Requiring 1,076 edits in 95 minutes, it is an heroic struggle. Success will demand wit, skill and ingenuity and is by no means guaranteed.

Night Of The Living Dead – Remix is an Imitating The Dog and Leeds Playhouse co-production, presented by courtesy of Image Ten, Inc.

Friday, May 1: Arrivals And Departures

IMITATING The Dog’s work for Hull: UK City of Culture 2017 put a poetic spin on the history of arrivals in and departures from the city. The piece looked at the past of migration from a contemporary perspective, exploring the journeys that have gathered a population and moulded a landscape.

Using The Deep, in Hull, as both canvas and building blocks, Arrivals And Departures pulled together strands of the complex and universal issues of migration as a wider subject matter.

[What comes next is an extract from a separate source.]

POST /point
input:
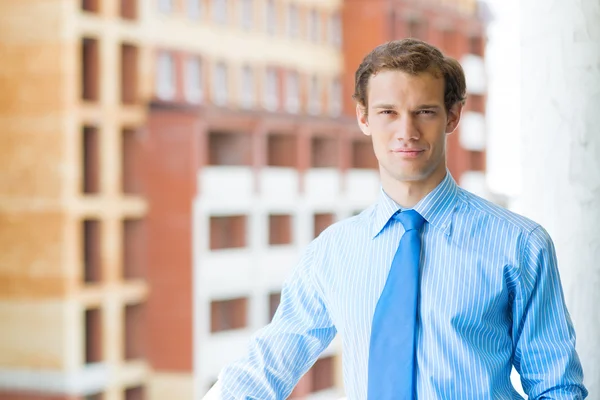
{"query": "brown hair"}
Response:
(412, 56)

The work was created as part of the Made In Hull opening celebrations for Hull: UK City of Culture.

Imitating The Dog’s Arrivals And Departures for the Made In Hull opening to Hull: UK City of Culture at The Deep, Hull, in 2017

Friday, May 15: 6 Degrees Below The Horizon

THIS macabre and playful tale of sailors, pimps, barflies, chorus girls and nightclub singers is a startling and visually stunning work, where the audience views the action through windows and moving frames. In doing so, they piece together a modern fable of failed dreams, lost love and the guilt of absent fatherhood.

Building on the successes of Hotel Methuselah and Kellerman, in 2012 the company created an immersive experience for audiences with a captivating fusion of cinema and theatre.

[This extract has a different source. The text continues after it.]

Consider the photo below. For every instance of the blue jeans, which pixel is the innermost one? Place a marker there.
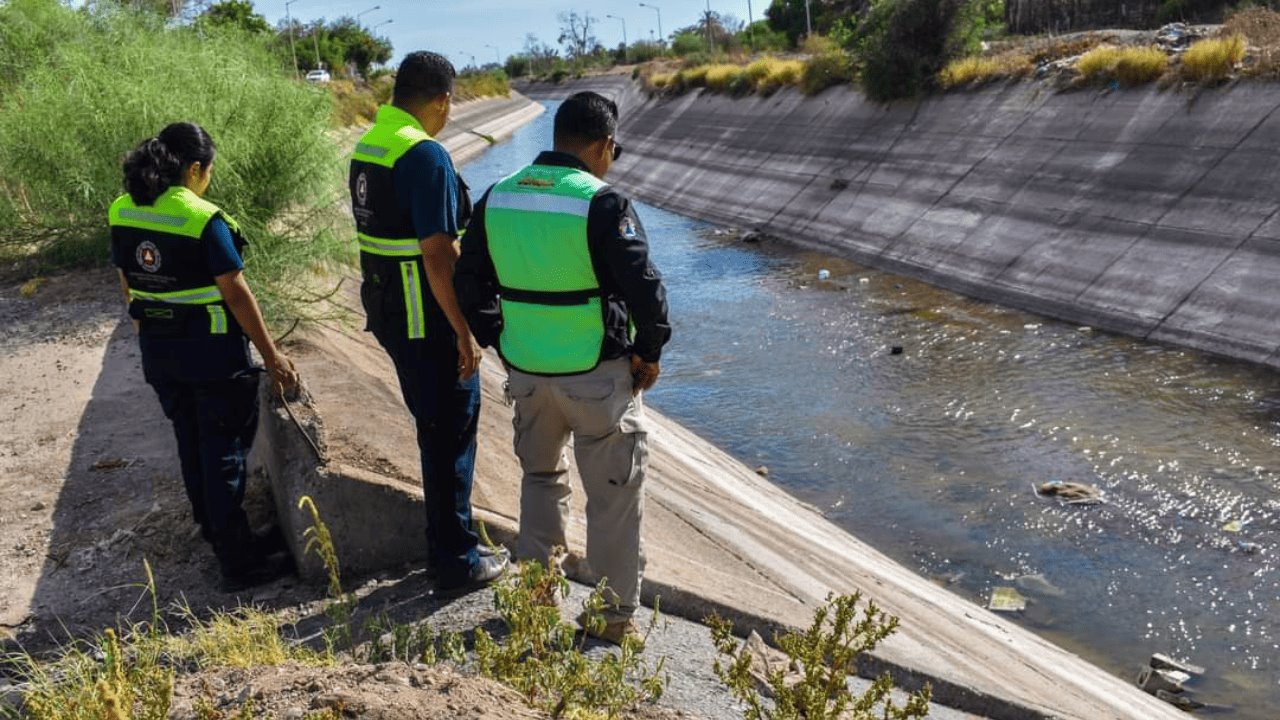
(214, 423)
(447, 413)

Part French film, part Edwardian vaudeville, and drawing on the works of Genet, Wedekind, and Brecht,6 Degrees Below The Horizon undertakes a delightful and twisted voyage into a shadowy world wherein there are no certainties.

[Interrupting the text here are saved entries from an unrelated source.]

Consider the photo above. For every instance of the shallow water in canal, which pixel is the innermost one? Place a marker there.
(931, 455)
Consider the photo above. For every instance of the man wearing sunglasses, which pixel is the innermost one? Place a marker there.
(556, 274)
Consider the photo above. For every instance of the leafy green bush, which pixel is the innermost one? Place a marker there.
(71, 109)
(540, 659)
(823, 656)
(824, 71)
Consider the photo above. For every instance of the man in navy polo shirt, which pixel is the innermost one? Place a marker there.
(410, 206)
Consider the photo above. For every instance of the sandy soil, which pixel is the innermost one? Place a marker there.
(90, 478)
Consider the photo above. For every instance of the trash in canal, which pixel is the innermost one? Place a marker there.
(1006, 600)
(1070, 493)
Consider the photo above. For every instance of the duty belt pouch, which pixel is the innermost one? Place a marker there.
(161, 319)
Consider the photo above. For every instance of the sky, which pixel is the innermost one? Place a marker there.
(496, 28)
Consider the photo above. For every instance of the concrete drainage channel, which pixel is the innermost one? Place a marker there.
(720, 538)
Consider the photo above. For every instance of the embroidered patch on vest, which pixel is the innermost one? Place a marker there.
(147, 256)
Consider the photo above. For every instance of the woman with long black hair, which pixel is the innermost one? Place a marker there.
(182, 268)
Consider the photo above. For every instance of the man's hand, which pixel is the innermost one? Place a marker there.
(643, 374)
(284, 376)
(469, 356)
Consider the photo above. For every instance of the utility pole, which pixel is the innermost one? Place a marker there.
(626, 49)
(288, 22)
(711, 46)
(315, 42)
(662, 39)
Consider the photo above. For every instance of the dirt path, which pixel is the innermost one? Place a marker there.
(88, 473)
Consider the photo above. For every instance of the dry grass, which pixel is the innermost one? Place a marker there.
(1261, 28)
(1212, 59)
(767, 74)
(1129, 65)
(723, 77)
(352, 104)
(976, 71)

Friday, May 29: Yorkshire Electric

YORKSHIRE Electric travels from the dales to the coast on board the footage of the Yorkshire Film Archive.

Using video mapping, intricate lighting and a soundtrack from the Leeds band Hope & Social, the show transformed the Spa Theatre, Scarborough, offering the audience the opportunity to wander through 100 years of Yorkshire lives and landscapes, from the farming hills to the holiday beaches and back again.

Bringing together Imitating The Dog and architectural lighting specialist Phil Supple, the piece offered the opportunity to enjoy rarely seen footage of a century of Yorkshire life in your own time.